En cargos de mayor responsabilidad, en casi todas las empresas y entes públicos solicitan, además del título universitario, algún doctorado cuando en realidad las capacidades requeridas son las ya mencionadas, agregando: cálculos básicos de trigonometría, álgebra de bachillerato, elaboración e interpretación de gráficos, fundamentos básicos de estadística (en algunos casos), es decir conocimientos que se adquieren en la secundaria.
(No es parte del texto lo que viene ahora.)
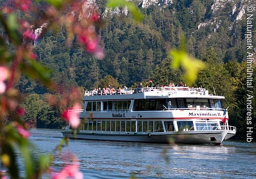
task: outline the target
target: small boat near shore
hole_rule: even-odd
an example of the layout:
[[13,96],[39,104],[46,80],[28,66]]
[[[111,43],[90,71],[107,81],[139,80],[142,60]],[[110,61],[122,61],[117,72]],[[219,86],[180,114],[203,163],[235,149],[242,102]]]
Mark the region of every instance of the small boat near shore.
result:
[[[161,143],[220,145],[236,134],[228,125],[223,96],[201,88],[169,87],[86,91],[80,126],[70,138]],[[76,130],[74,134],[73,130]]]

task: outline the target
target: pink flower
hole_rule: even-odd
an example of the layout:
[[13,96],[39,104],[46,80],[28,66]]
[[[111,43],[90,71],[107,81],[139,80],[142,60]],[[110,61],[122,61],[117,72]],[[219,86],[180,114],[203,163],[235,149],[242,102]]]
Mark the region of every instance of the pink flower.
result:
[[27,11],[29,10],[31,1],[30,0],[15,0],[15,6],[22,11]]
[[73,127],[77,127],[80,124],[80,118],[78,117],[78,113],[76,113],[76,110],[80,109],[80,105],[76,104],[72,110],[66,110],[62,113],[62,117],[69,122]]
[[37,36],[33,33],[32,30],[28,30],[23,34],[23,38],[35,40],[37,39]]
[[30,135],[29,132],[25,129],[24,128],[20,125],[18,125],[16,127],[17,131],[20,136],[24,139],[28,139]]
[[0,81],[4,81],[8,76],[8,70],[5,66],[0,66]]
[[61,171],[53,176],[53,179],[65,179],[68,178],[82,179],[83,174],[78,170],[78,165],[73,164],[71,165],[67,166],[63,168]]
[[98,20],[99,20],[99,16],[98,14],[94,13],[92,15],[92,20],[93,20],[93,21],[95,22],[95,21],[98,21]]
[[6,90],[6,85],[3,81],[0,81],[0,94],[3,93]]

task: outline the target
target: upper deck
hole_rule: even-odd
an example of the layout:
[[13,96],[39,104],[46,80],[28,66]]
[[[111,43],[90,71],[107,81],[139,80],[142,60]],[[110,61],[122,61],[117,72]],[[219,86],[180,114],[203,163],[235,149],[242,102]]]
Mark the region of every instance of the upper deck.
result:
[[118,100],[152,98],[198,98],[224,99],[223,96],[209,94],[208,90],[188,87],[144,87],[115,90],[104,93],[103,90],[89,91],[84,93],[84,100]]

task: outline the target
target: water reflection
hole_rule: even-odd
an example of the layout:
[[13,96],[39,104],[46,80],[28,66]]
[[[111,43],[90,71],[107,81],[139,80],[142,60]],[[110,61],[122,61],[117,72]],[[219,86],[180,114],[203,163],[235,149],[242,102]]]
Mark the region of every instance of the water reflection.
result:
[[[45,152],[60,140],[60,130],[32,129],[31,140]],[[71,140],[64,151],[79,158],[86,178],[256,177],[255,143],[224,142],[211,145],[165,145]],[[53,167],[62,159],[56,154]],[[168,160],[166,160],[168,159]]]

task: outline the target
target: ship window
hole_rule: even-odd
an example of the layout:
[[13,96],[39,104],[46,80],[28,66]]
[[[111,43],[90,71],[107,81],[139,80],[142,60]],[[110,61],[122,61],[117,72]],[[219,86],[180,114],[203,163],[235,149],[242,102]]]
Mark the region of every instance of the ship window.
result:
[[184,99],[178,98],[178,106],[179,108],[185,108],[185,103],[184,102]]
[[143,131],[147,132],[147,121],[143,121]]
[[93,101],[93,110],[96,110],[96,102]]
[[117,109],[117,101],[113,101],[114,106],[115,107],[115,110]]
[[150,100],[148,99],[144,100],[144,107],[142,107],[142,110],[150,110]]
[[79,130],[83,130],[83,126],[84,126],[83,122],[80,122],[80,126],[79,126]]
[[131,131],[131,121],[126,121],[126,132],[130,132]]
[[110,121],[106,121],[106,130],[110,131]]
[[106,130],[106,121],[102,121],[101,122],[101,130],[105,131]]
[[163,106],[165,105],[164,102],[165,100],[164,99],[157,99],[156,100],[156,107],[154,110],[162,110],[164,108]]
[[173,121],[164,121],[164,123],[166,132],[172,132],[175,131],[174,122]]
[[221,100],[220,99],[210,99],[210,104],[211,108],[222,108]]
[[106,130],[110,131],[110,121],[106,121]]
[[100,101],[98,101],[97,102],[97,110],[100,110]]
[[219,126],[218,123],[207,123],[208,130],[216,130]]
[[137,121],[137,132],[141,132],[142,131],[142,121]]
[[129,109],[130,106],[131,105],[131,100],[127,101],[127,109]]
[[116,131],[116,122],[111,121],[111,131]]
[[92,110],[92,102],[88,101],[87,102],[87,106],[86,106],[86,110]]
[[93,130],[96,130],[96,121],[93,122]]
[[155,121],[155,132],[163,132],[162,121]]
[[166,99],[166,107],[167,108],[177,108],[176,104],[176,99],[175,98]]
[[109,110],[112,110],[112,101],[108,101],[108,109]]
[[196,123],[197,130],[207,130],[207,127],[206,122]]
[[187,107],[196,107],[200,106],[200,107],[209,107],[209,102],[207,99],[186,99]]
[[150,110],[156,110],[156,100],[151,99],[150,100]]
[[122,101],[117,101],[117,109],[122,110]]
[[116,131],[120,131],[120,121],[116,122]]
[[154,131],[154,122],[148,121],[148,132],[153,132]]
[[93,122],[92,121],[88,121],[88,130],[92,130],[93,126]]
[[179,131],[194,130],[193,121],[178,121],[178,129]]
[[121,131],[125,131],[125,121],[121,121]]
[[134,110],[144,110],[144,100],[143,99],[135,100]]
[[128,109],[128,108],[127,107],[127,101],[123,101],[123,110]]
[[103,101],[103,110],[106,110],[108,109],[108,102]]
[[101,130],[101,121],[97,121],[97,130]]
[[86,121],[84,122],[84,130],[88,130],[88,121]]
[[132,132],[135,132],[136,131],[136,121],[132,121],[131,124],[131,131]]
Todo esto nos hace pensar que el individuo con deseos de superación se somete a un poco más de veinte años de su vida estudiando para terminar ejerciendo a lo sumo el título de bachiller dentro de una oficina, generalmente sin ventanas, donde el dueño de la empresa solo tiene, si acaso, el sexto grado de primaria. Es una triste realidad, y más aún cuando tomamos conciencia de que estamos de paso en este mundo.
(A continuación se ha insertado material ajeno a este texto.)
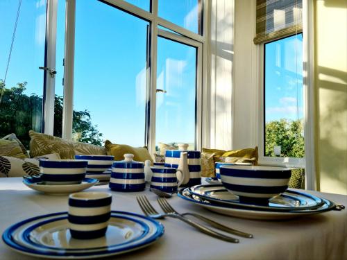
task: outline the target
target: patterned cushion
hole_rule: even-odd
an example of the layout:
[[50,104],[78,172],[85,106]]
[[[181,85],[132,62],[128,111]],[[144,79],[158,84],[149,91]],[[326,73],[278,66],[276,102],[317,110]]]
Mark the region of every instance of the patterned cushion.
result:
[[305,169],[291,169],[291,176],[289,179],[289,188],[305,189]]
[[57,153],[62,159],[74,159],[75,155],[106,155],[105,148],[64,139],[52,135],[29,131],[31,157]]
[[10,156],[15,158],[26,158],[19,145],[15,141],[0,139],[0,155]]
[[8,156],[0,156],[0,177],[39,175],[40,168],[36,164]]
[[144,162],[149,159],[153,162],[153,159],[146,147],[133,147],[126,144],[112,144],[110,141],[105,141],[105,148],[108,155],[113,155],[115,161],[124,159],[124,154],[132,153],[134,155],[134,161]]
[[21,148],[22,151],[24,154],[24,155],[26,157],[29,157],[28,155],[28,151],[26,150],[26,148],[23,145],[23,144],[22,144],[22,142],[19,141],[19,139],[17,137],[17,136],[15,134],[8,135],[5,137],[3,137],[2,139],[6,139],[6,140],[9,140],[9,141],[17,141],[18,143],[18,145]]

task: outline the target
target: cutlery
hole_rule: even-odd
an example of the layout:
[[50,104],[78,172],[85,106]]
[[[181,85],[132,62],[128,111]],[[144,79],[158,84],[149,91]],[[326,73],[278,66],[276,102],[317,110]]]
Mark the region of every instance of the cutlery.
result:
[[248,233],[245,233],[242,232],[241,231],[234,229],[231,227],[227,227],[224,225],[220,224],[214,220],[212,220],[212,219],[208,218],[203,216],[201,216],[200,214],[196,214],[196,213],[183,213],[183,214],[179,214],[167,202],[167,200],[164,198],[160,198],[158,199],[158,202],[159,203],[159,205],[162,208],[162,209],[165,212],[166,214],[176,214],[177,215],[180,216],[187,216],[190,215],[196,218],[200,219],[201,220],[205,221],[208,224],[210,224],[211,226],[217,228],[219,229],[221,229],[222,231],[235,234],[237,236],[242,236],[242,237],[246,237],[247,239],[252,239],[253,237],[253,235],[251,234]]
[[171,193],[169,193],[167,192],[162,191],[160,191],[160,189],[154,189],[154,188],[151,188],[149,190],[151,191],[152,191],[153,193],[155,193],[156,195],[158,195],[160,198],[171,198],[174,194],[177,193],[177,191],[174,191]]
[[198,231],[205,233],[208,235],[213,236],[216,239],[219,239],[225,241],[232,242],[232,243],[239,243],[239,239],[223,235],[223,234],[219,233],[212,230],[203,225],[198,224],[194,221],[191,220],[189,218],[185,218],[180,215],[176,214],[159,214],[151,205],[149,200],[145,196],[137,196],[136,200],[139,204],[141,209],[144,213],[144,214],[150,218],[155,219],[165,218],[166,217],[178,218],[188,225],[195,227]]

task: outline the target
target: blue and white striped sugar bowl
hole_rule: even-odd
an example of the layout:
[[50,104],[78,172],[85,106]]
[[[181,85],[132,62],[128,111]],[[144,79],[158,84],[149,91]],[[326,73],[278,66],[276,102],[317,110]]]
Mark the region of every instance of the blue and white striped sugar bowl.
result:
[[70,233],[77,239],[101,237],[111,216],[112,195],[105,192],[79,192],[69,196],[67,220]]
[[124,161],[112,164],[109,187],[117,191],[141,191],[146,188],[144,163],[133,160],[134,155],[126,153]]
[[187,164],[189,171],[189,181],[183,183],[182,187],[192,187],[201,184],[201,153],[198,150],[187,150],[187,144],[178,144],[180,150],[167,150],[165,151],[165,166],[178,168],[180,154],[183,152],[187,153]]
[[87,173],[92,172],[92,173],[102,173],[111,168],[114,158],[113,155],[75,155],[76,159],[88,162]]
[[49,185],[78,184],[85,177],[87,164],[75,159],[40,159],[41,180]]
[[240,202],[260,203],[285,192],[291,174],[287,168],[238,165],[221,166],[220,171],[223,186]]
[[168,167],[151,167],[152,178],[151,188],[173,193],[177,191],[178,183],[176,169]]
En una ocasión un alto directivo, con titulación universitaria y postgrado, de una importante empresa me preguntó cómo podía hacer él para transformar el volumen de una cava de un camión a metros cuadrados, en otros términos ¿cómo convertir un volumen en una superficie?, no aguanté y le di la única respuesta posible en la realidad: “pasándole una aplanadora al camión”, se podrán imaginar lo que me ocurrió en los meses siguientes.

He conocido a un batallón de abogados que no saben redactar ni conocen las normas de ortografía, profesionales de administración con postgrados que no saben aplicar una Regla de Tres, ingenieros que se enredan la vida para solucionar un problema sencillo, arquitectos ejerciendo cualquier otro oficio menos su carrera, e individuos de otras profesiones universitarias que, omito mencionar, que ni saben en dónde están parados, profesionales arribistas en altos cargos gerenciales. No obstante, debo hacer énfasis que también he conocido individuos excepcionalmente brillantes y honrados.
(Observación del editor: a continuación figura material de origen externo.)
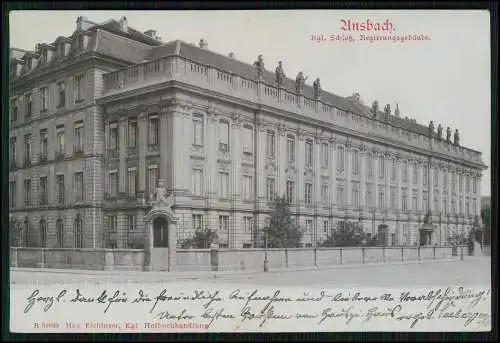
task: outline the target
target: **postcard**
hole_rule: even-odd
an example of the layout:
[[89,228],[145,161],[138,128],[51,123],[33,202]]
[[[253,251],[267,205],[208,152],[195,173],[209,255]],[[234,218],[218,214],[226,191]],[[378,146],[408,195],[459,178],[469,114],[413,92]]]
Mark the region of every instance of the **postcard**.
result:
[[11,332],[490,331],[489,30],[12,12]]

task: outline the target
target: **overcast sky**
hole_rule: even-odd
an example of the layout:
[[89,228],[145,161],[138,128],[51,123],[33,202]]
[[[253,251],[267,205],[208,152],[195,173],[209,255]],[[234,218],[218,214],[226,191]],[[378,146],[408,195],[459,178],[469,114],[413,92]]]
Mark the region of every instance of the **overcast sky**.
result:
[[[10,18],[10,44],[33,50],[76,28],[76,18],[94,22],[126,16],[129,26],[157,30],[164,42],[208,41],[210,50],[253,63],[262,54],[266,69],[283,61],[287,76],[298,71],[321,78],[329,92],[361,95],[380,108],[399,104],[401,116],[427,125],[434,120],[460,132],[460,143],[483,153],[491,165],[490,26],[486,11],[18,11]],[[342,20],[378,23],[388,19],[392,34],[425,34],[426,41],[311,41],[311,35],[347,35]],[[37,28],[37,29],[33,29]],[[482,195],[490,195],[490,169]]]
¿Será que en la primaria ya no se enseñan las cuestiones básicas?, ¿o que el bachillerato ha sustituido a la primaria?, ¿o que la educación superior escasamente da la talla para satisfacer la oferta de puestos elementales, pero con nombres de jefaturas?

La frustración social es inmensa: graduados que no encuentran asidero en la vida, que no satisfacen la oferta laboral.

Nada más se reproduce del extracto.